In terrestrial mammals, sex is determined by the sex chromosomes: XX gives you females and XY gives you males. During reproduction these chromosomes split in half so you get an X and another X from the female, and an X and a Y from the male. The offspring can be XX, XX, XY or XY.

Still with me?

So here goes. We have two types of monkey: a big, tough monkey that stays in one tree, and a smaller, more agile monkey that only comes to the tree to breed.

And we have the tree - its kind of shaped like a monkey, but it has leaves instead of hair and the bones are greatly elongated and the brain and sensory organs much degenerated. This is one form of the third sex (thopugh in fact it's assexual, in that its only purpose is to act as the brood chamber where that alternation of generation thingy happens).

So as not to confuse things, I'll call my monkey's sex chromosomes B and b - the breeder chromosome. When sex occurs, we get a mix of BB, Bb and bb - and each of these genotypes selects for a different sex.

Now the big monkey is BB and the little monkey is bb. The monkeytree is Bb. The little monkey visits the monkeytree and, after calming down the big monkey with presents of food, etc, has sex with the big monkey.

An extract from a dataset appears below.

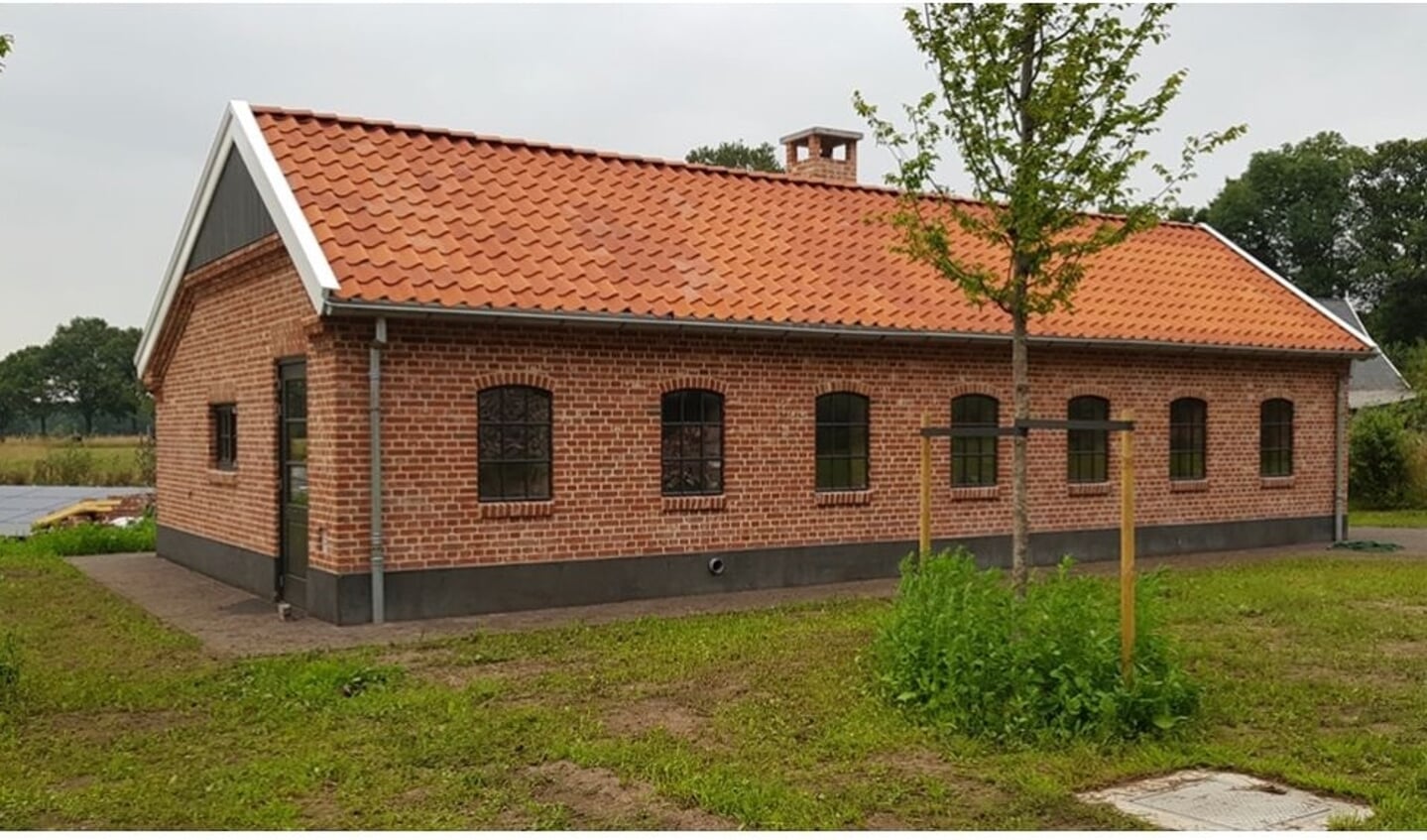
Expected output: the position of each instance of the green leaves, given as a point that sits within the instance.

The result of this mating is a sack of soft "seeds". Now because BB has mated with bb, all these seeds will be Bb. Two things can happen to these seeds.

The first thing is that the seeds can be laid in pouches within the monkeytree, where they are nurtured for a little while, turning into slug-type hermaphrodite Bb creatures which can breed with each other - these are the real third sex, though most people would assume the monkeytree itself was the third sex.

Now the results of breeding Bb with Bb will be 25% each of BB and bb, and 50% Bb. Let's discard these second generation Bb slugmonkeys - perhaps they develop much slower than the proper baby monkeys, who eat them as they grow within the monkeytree pouches. Soon enough the monkeytree gives birth to a new generation of miniature BB and bb monkeys, who grow up in the monkeytree until grandparent monkey drives them all off.

This is where option 2 for those Bb seeds comes in. Grandchild BB takes the Bb seed with (let's call it) her when she leaves the monkeytree. Now because this particular Bb seed never made it into the confines of the monkeytree's brood chamber, the brood chamber hormones have not been working on it, which means that once the young monkey finds a nice place, she can plant the seed and feed/guard it while it grows into a new brood tree.